Growing up on an island is growing up with the sea. The gaze stretches far; reefs become forms, the lines of the land turn into drawings, mountain ridges into a form of writing. The maquis—dense and free—becomes a space in its own right, both sensitive and formative. Childhood is a prelude: very early on, the desire for architecture preceded the studies Amelia Tavella would later pursue at the École Spéciale d’Architecture in Paris.
In 2007, she founded her practice. Daughter, woman, mother, she claims an architecture that is committed, free, and resilient—attentive to uses and to places. Her work was quickly recognized, earning her the Prix de la Jeune Femme Architecte, the Pierre Cardin Prize of the Académie des Beaux-Arts, and a place in the Choiseul Ville de Demain ranking. Her approach has been praised for its ability to bring architecture into dialogue with art, landscape, and society, through an open and transdisciplinary practice.
Amelia Tavella collaborates with artists, writers, historians, and sociologists. Alongside Pauline Guerrier, Ange Leccia, Nina Bouraoui, as well as researchers and heritage practitioners, she develops a body of work nourished by the crossing of perspectives. From the Convent of Saint-François—acclaimed for its contemporary graft linking past and present—to the Thermal Baths of Balaruc-les-Bains, from Château de Nalys to schools rooted in the maquis, each project unfolds as a form of sensitive archaeology.
She approaches each site with the precision of an archaeologist: reading, excavating, understanding before intervening. Honoring what already exists, extending without erasing. Building without undoing, inventing without disavowing. Her architecture is attentive to materials, to detail, to the right gesture. Stone, wood, copper, and water become language. The relationship to material is sensual, almost carnal—a skin that envelops, protects, and tells a story.

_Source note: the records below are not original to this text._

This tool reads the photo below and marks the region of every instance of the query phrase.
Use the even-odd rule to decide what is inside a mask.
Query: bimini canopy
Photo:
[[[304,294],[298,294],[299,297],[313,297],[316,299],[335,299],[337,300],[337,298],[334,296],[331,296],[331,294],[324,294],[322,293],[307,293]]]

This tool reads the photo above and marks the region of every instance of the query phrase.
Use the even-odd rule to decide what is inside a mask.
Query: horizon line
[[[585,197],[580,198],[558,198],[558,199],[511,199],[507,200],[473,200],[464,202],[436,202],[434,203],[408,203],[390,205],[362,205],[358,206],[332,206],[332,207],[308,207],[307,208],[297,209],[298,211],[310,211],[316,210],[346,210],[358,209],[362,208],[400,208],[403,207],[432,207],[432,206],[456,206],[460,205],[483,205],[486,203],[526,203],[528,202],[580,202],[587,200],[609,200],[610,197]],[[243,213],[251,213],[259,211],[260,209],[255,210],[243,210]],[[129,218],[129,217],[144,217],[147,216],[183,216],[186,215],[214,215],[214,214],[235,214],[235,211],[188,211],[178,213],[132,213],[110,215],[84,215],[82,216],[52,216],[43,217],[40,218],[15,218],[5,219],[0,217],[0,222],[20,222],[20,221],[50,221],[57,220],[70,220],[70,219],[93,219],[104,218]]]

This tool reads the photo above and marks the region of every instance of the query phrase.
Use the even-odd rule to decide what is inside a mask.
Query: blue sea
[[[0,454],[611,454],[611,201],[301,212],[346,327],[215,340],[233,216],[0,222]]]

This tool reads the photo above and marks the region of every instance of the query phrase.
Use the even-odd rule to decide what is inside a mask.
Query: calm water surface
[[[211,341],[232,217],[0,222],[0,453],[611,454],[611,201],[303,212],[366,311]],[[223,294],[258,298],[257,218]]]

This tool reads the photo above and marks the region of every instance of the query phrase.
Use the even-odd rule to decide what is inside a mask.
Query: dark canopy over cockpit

Her architecture is described as “sensitive” because it always arises from the place that receives it. She never separates the building from the space already there—whether natural or urban. Each project becomes a form of marriage between what is and what is to come. It is an architecture of long time, one that embraces slowness, depth, and memory.
Committed to transmission, Amelia Tavella exhibits, teaches, and regularly takes part in international conferences and juries. Her work has been shown in France and across Europe and has received numerous distinctions. A finalist for the 2024 European Union Prize for Contemporary Architecture – Mies van der Rohe Award, she now fully belongs to a European architectural scene attentive to heritage, landscape, and sustainability.
The year 2025 marked a turning point. Nominated for the international DIVIA Prize and invited to Rome and São Paulo, Amelia Tavella carried her architectural thinking beyond borders, engaging in an open dialogue between culture, circularity, heritage, and the future. Her voice has grown within an international arena where architecture becomes a tool for connection and transmission.
In 2026, she established her practice in Paris, on Île Saint-Louis—an inner island bordered by the Seine, where water, stone, and memory resonate with one another. Construction began on the O’Balia Thermal Baths, bringing care, landscape, and architecture into dialogue, while the completion of Château de Nalys crowned a body of work deeply attentive to terroir, stone, and the spirit of place.
Thus unfolds an architecture rooted in its origins and oriented toward the future—an architecture that transmits, repairs, and connects.